En Etxaguen "había como un temor a tocar esto, pero se ha hecho y ahora es el primer pueblo de Álava que hace una exhumación de este estilo, esperemos que haya más, y no para levantar heridas, sino para todo lo contrario, para enterrarlas como se debe, en un lugar digno, en un cementerio".

Así se hará. La idea es trasladar los cuerpos, cuando se efectúen las pruebas de ADN, al camposanto de la localidad, donde ya existe otra fosa con cadáveres de la guerra. "A la gente que no era católica la enterraban boca abajo como una especie de ignominia, nosotros lo que queremos es reconocer a toda la gente, sea de una ideología o de otra", señaló el sacerdote, que el día que corresponda colaborará para dar sepultura a los doce milicianos "con toda su dignidad y respetando sus ideas".

Placer explica cómo se ha sondeado a los últimos testigos vivos de la guerra para recabar la mayor información posible sobre lo sucedido. "Todavía queda gente, ayer -por el miércoles- entrevistamos a un señor de 93 años que vivía aquí y que participó en esto, y probablemente, aunque su memoria falla un poco, fue de los que trajo cadáveres a este lugar", explicó el sacerdote.

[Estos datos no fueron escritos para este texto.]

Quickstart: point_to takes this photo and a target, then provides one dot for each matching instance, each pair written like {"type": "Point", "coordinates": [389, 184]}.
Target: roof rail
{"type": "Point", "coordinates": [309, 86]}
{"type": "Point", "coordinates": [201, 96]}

Cierto, todavía queda gente, poca, pero queda. Ángel pasaba ayer desapercibido entre las decenas de políticos, periodistas y científicos que rindieron homenaje a estos jóvenes muertos en la Guerra Civil, pero era el único de los presentes que vivió aquel horror fratricida en primera persona, y además con la vívida perspectiva de un niño.

Luego creció oyendo las furtivas historias de la guerra, en plena represión franquista, entre ellas la de la fosa de al lado de la iglesia. "Sabíamos que estaban aquí porque había una finca que se labraba, y crecía mucho la hierba, o lo que fuera que sembraran; no lo podían ni cosechar porque crecía tanto que se tumbaba todo y se perdía", rememora el anciano, la segunda persona más mayor de la localidad de Etxaguen. "Hay otro mayor que yo, pero de los demás aquí ya nadie sabe nada. Yo -prosigue Ángel- había oído algo, era muy joven, pero un tío mío me parece que trajo con el carro y los bueyes gente de Acosta".